Rivera-Pagán dit ensuite: “Cette loi est basée sur des déclarations royales consécutives de Carlos V et de Philippe II, qui pendant le XVIème siècle étendît la doctrine de la domination castillane à perpétuité sur le peuple Ibero-Américain. Toutes ces déclarations font directement allusion aux bulles du pape Alexandre VI comme point de référence crucial en la matière.” L’étymologie de “dominion” remonte à domination, pour comme le dit William Brandon dans son livre New Worlds for Old Reports from the New World and Their Effect on the Development of Social Thought in Europe, 1500–1800 (1986), “le pouvoir politique émanant de la propriété, du dominium, était de fait, la domination.

Dans les termes du Traité de Guadalupe Hidalgo de 1848 entre les Etats-Unis et le Mexique, les Etats-Unis sont reconnus comme étant le succésseur politique de l’empire du Mexique sur les zones géographiques que le Mexique apparemment cédait aux Etats-Unis. Le résultat fut que les nations natives originelles de Californie (et de toutes les autres clâmées par l’Espagne) sont supposées exister aujourd’hui sous la souveraineté dominante et le dominium de ce que la cour suprême des Etats-Unis a appelé “l’empire américain” (dans sa décision et rendu de l’affaire Loughborough v. Blake, 1820, and Downes v. Bidwell, 1901).
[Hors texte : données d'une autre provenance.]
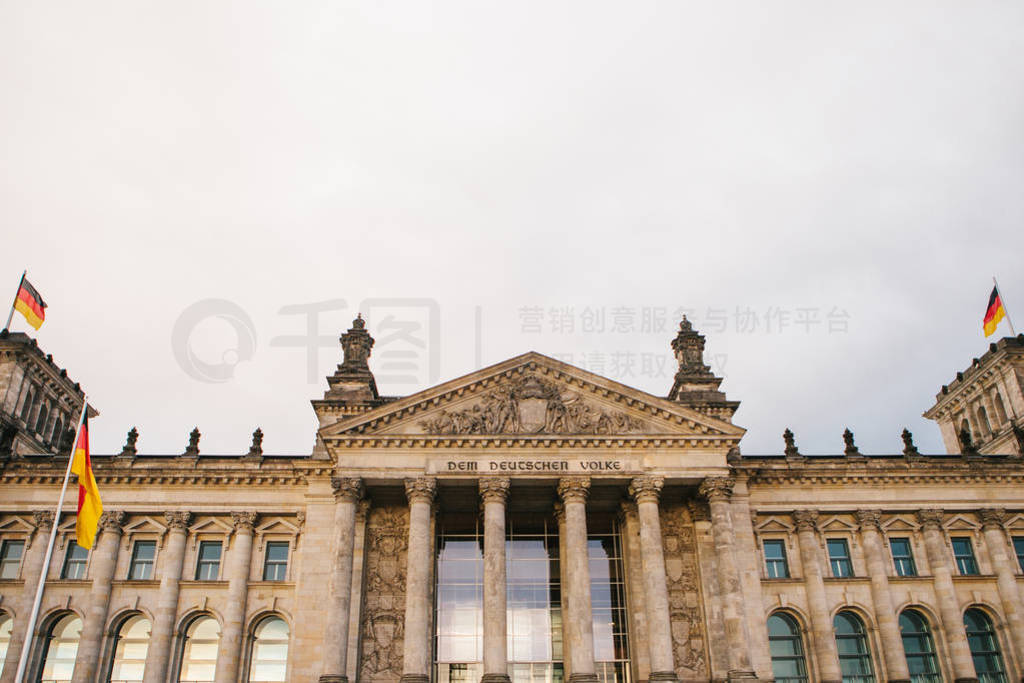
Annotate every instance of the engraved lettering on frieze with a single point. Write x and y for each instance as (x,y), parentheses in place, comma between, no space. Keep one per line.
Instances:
(531,406)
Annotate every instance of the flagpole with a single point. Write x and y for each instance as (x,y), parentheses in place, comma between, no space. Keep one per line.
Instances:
(1009,322)
(10,315)
(24,659)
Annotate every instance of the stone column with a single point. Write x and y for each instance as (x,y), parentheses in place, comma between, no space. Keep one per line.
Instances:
(32,566)
(104,561)
(949,611)
(645,491)
(885,613)
(494,494)
(822,632)
(347,493)
(992,524)
(172,559)
(579,621)
(718,491)
(229,652)
(416,648)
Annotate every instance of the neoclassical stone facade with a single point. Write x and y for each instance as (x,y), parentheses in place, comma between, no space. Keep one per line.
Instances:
(530,521)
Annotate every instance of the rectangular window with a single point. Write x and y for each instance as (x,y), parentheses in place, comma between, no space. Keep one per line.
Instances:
(75,561)
(775,564)
(964,554)
(903,557)
(10,558)
(208,566)
(142,556)
(839,557)
(275,564)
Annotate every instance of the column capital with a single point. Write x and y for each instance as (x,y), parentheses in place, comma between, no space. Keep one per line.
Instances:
(931,518)
(869,519)
(573,488)
(646,488)
(807,520)
(495,489)
(716,488)
(992,517)
(244,521)
(347,488)
(177,520)
(421,489)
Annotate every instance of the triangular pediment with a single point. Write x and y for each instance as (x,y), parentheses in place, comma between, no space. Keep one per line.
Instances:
(532,395)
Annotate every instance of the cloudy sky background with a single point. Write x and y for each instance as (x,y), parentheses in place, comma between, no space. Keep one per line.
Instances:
(861,161)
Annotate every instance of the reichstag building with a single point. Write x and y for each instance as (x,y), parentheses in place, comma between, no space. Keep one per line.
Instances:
(529,522)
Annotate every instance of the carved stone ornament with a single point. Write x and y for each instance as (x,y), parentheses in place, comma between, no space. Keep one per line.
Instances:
(178,520)
(573,489)
(495,489)
(244,521)
(531,406)
(806,520)
(931,518)
(993,517)
(715,488)
(646,488)
(421,489)
(347,488)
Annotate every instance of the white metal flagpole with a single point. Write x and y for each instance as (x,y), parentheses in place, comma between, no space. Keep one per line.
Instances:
(24,659)
(1005,307)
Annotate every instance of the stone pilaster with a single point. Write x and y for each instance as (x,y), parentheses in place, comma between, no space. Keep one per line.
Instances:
(416,648)
(718,491)
(822,636)
(172,559)
(104,560)
(646,491)
(347,493)
(992,524)
(494,495)
(579,620)
(949,612)
(885,613)
(240,555)
(32,566)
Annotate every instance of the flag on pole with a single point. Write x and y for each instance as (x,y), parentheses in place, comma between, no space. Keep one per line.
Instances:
(89,505)
(29,303)
(994,312)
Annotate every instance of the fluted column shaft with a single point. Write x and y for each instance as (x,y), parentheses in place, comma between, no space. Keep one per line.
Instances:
(347,493)
(172,559)
(949,611)
(104,561)
(645,491)
(885,613)
(579,622)
(494,494)
(993,521)
(32,566)
(416,648)
(229,652)
(823,639)
(718,491)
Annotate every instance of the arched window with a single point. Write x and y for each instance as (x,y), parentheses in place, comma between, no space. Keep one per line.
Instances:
(129,654)
(269,654)
(199,656)
(854,656)
(61,649)
(786,649)
(920,648)
(984,647)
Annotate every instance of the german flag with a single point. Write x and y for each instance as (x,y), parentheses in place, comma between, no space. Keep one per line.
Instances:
(994,312)
(89,505)
(29,303)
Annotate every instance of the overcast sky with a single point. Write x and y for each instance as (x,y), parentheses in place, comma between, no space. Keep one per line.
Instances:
(827,187)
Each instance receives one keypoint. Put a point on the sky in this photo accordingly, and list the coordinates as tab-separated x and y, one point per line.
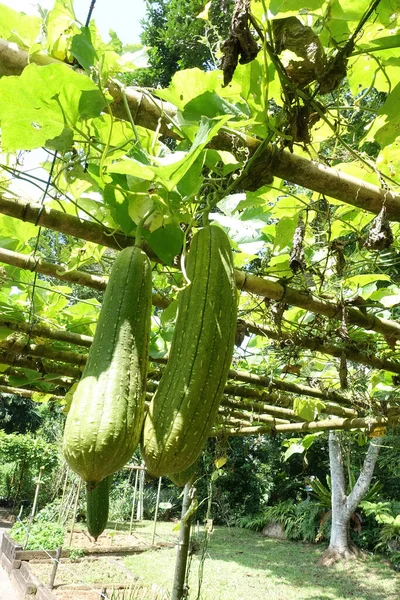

Un livre publié en 1885 révèle que l’affirmation de domination territoriale des Etats-Unis sur de vastes régions que le Mexique a cédé aux Etats-Unis avec le traité de Guadalupe Hidalgo de 1848 peut-être remontée au temps de Christophe Colomb et des bulles papales de 1493. Le livre de Frederick Hall est intitulé: The Laws of Mexico: A Compilation and Treatise Relating To Real Property, Mines, Water Rights, Personal Rights, Contracts, and Inheritances. La première partie du livre est intitulée: “Crown Lands of Spain, Public Lands of Mexico, and Mines,” (Les terres de la couronne d’Espagne, les terres publiques du Mexique et les mines) et on peut y lire ceci:

  • 1. Don du pape ~ Afin de renverser le paganisme et faire avancer la religion catholique, Alexandre VI émît une bulle (édit papal) en 1493, donnant à la couronne de Castille l’entièreté du vaste domaine alors découvert ou devant être découvert entre les pôles nord et sud ou tout ce qui y est considéré comme n’étant pas déjà possession d’une puissance chrétienne.” “Ut fides Catholica et Christiana religio nostres præsertim temporibus exaltetur, etc., ac barbaræ deprimentur, et ad fidem ipsam reducantur,” comme cela était écrit dans la bulle: 1 Haz. Coll. 3.”

Hall laissa hors de cette citation latine le mot “nationis” qui figurait dans le texte original en latin, le texte original étant: “ac barbaræ nationis deprimantur”). Il le fît sans aucun doute afin d’éviter d’attribuer ne serait-ce qu’un soupçon de souveraineté nationale aux Indiens de la région géographique appelée “Californie”.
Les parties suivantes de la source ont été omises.